Sarkozy's visit to Turkey was the first since his election in 2007 and the first visit by a French president in 19 years.
Sarkozy also met with Prime Minister Recep Tayyip Erdoğan. At the insistence of Paris, the talks focused on the French Presidency of the G20, of which Turkey is a member, and French proposals to reshape the world economic order ahead of a summit this autumn in Cannes.
Chewing gum tit-for-tat
Many press reports focused on Sarkozy reportedly having chewed gum upon arrival at the airport, which in Turkish eyes is seen as outright offensive to the country.
Ankara Mayor Melih Gökçek, a colourful figure in Turkey, responded by chewing gum himself when he was at the airport once again to see Sarkozy off just a few hours after his arrival.
According to the daily Zaman, this was not the first time Sarkozy had angered Turkish officials by chewing gum.

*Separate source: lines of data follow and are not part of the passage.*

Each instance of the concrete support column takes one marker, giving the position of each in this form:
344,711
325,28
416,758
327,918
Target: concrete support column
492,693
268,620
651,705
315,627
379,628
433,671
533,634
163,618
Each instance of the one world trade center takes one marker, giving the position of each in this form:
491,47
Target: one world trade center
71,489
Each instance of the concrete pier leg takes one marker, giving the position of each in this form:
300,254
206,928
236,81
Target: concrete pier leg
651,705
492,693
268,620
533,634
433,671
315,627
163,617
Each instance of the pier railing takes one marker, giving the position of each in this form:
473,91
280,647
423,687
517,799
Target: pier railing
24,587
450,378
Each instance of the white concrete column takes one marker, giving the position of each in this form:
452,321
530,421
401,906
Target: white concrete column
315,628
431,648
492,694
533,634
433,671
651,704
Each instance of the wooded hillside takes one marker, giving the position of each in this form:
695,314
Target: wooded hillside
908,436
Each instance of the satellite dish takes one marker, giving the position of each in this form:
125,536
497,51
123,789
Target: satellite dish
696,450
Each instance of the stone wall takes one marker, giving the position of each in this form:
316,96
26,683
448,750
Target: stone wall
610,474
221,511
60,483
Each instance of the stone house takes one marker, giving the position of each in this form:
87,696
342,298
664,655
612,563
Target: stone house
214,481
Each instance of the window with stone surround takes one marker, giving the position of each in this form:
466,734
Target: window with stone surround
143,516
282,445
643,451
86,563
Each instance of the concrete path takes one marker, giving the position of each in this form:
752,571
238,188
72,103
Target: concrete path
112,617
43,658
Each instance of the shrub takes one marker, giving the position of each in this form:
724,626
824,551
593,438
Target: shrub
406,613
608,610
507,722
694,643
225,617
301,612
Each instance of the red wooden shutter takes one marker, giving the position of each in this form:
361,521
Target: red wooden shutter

He reportedly had gum in his mouth when he greeted President Gül in Paris in 2009.
'Yes to integration, no to assimilation'
On a visit to Germany, where he is to join German Chancellor Angela Merkel today (28 February) for the inauguration of the CeBit information technology fair in Hanover, Prime Minister Recep Tayyip Erdoğan accused Merkel of opposing his country's EU membership aspirations in order to score political points with German voters.
Erdoğan told the daily Rheinische Post that he believed EU accession talks were "being delayed for purely political reasons".
Speaking on Sunday to a crowd of 10,000 mainly Turkish residents living in Germany, Erdoğan appeared to hit back at Merkel's recent criticism of what she saw as a failure by the Turkish community to integrate into German society.
Last October, Merkel said that Germany's attempt to create a multicultural society had "utterly failed". She said allowing people of different cultural backgrounds to live side-by-side without integrating had not worked in a country that is home to some four million Muslims. Most of them are Turks who immigrated in the sixties and seventies as "guest workers".
"I say yes to integration. We must integrate into society," Erdoğan is quoted by Deutsche Welle as saying, before adding: "No-one should be able to rip us away from our culture. Our children must learn German but, first, they must learn Turkish."
But German Foreign Minister Guido Westerwelle contradicted Erdoğan, DPA reported.
“Children growing up in Germany must learn German first and foremost,” Westerwelle said. Otherwise he said they would be disadvantaged at school and have worse chances later in life.
“'The German language is the key to integration for those growing up in Germany,” the foreign minister stressed.